Die Stadt Bad Elster will die Radonbelastung im Gebäude der Grundschule weiter reduzieren. Im Haus waren die seit Anfang 2019 geltenden Referenzwerte teils überschritten worden. Mit steigender Konzentration des schweren, instabilen, geruchs- und geschmacklosen Edelgases Radon in Aufenthaltsräumen nimmt das Risiko von Lungenkrebs zu. Im Mittelpunkt der nun öffentlich vorgestellten Maßnahmen des Fachplaners G.U.B. aus Plauen steht der Kriechgang unter dem Erdgeschoss, der als größte Radoneintrittsquelle ins Schulgebäude identifiziert wurde. Planung und Bauarbeiten sollen bis Ende 2019/ Anfang 2020 umgesetzt werden.

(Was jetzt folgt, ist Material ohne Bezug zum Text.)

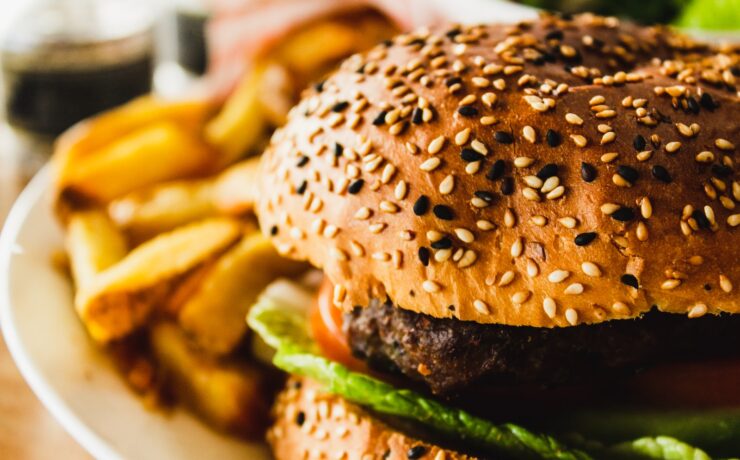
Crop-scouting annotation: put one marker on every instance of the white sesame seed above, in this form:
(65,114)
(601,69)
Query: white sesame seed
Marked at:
(481,306)
(573,119)
(520,297)
(558,276)
(571,316)
(436,145)
(591,269)
(506,278)
(461,138)
(529,134)
(465,235)
(431,286)
(568,222)
(447,185)
(430,164)
(523,162)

Der Kriechgang soll mit Blick auf aufsteigende Luftbewegungen vom restlichen Haus abgekoppelt werden, damit keine radonhaltige Luft nachströmen kann. Eine aktive Lüftung des Gangs ist im Plan. In vielen Räumen der Schule hatte durch ein gezieltes Lüften die Radonbelastung vor allem in der Zeit, in der sich Kinder hier aufhielten, deutlich gesenkt werden können. Problem waren die Wochenenden, an denen Fenster und Türen zu blieben. Zeitaufgelöste Messungen sollen zeigen, ob die Maßnahmen erfolgreich waren. Für die anstehende Heizperiode werden Messungen neu stattfinden, so Bürgermeister Olaf Schlott (Unabhängige Bürgerschaft) auf Frage von Stadträtin Mirjam Knopp (Freie Wähler). Sie hatte als Elternsprecherin das Thema öffentlich gemacht. "Ich freue mich über das jetzt aktive Handeln der Stadt", lobte sie. Die Fachplanung kostet 8766 Euro. (hagr)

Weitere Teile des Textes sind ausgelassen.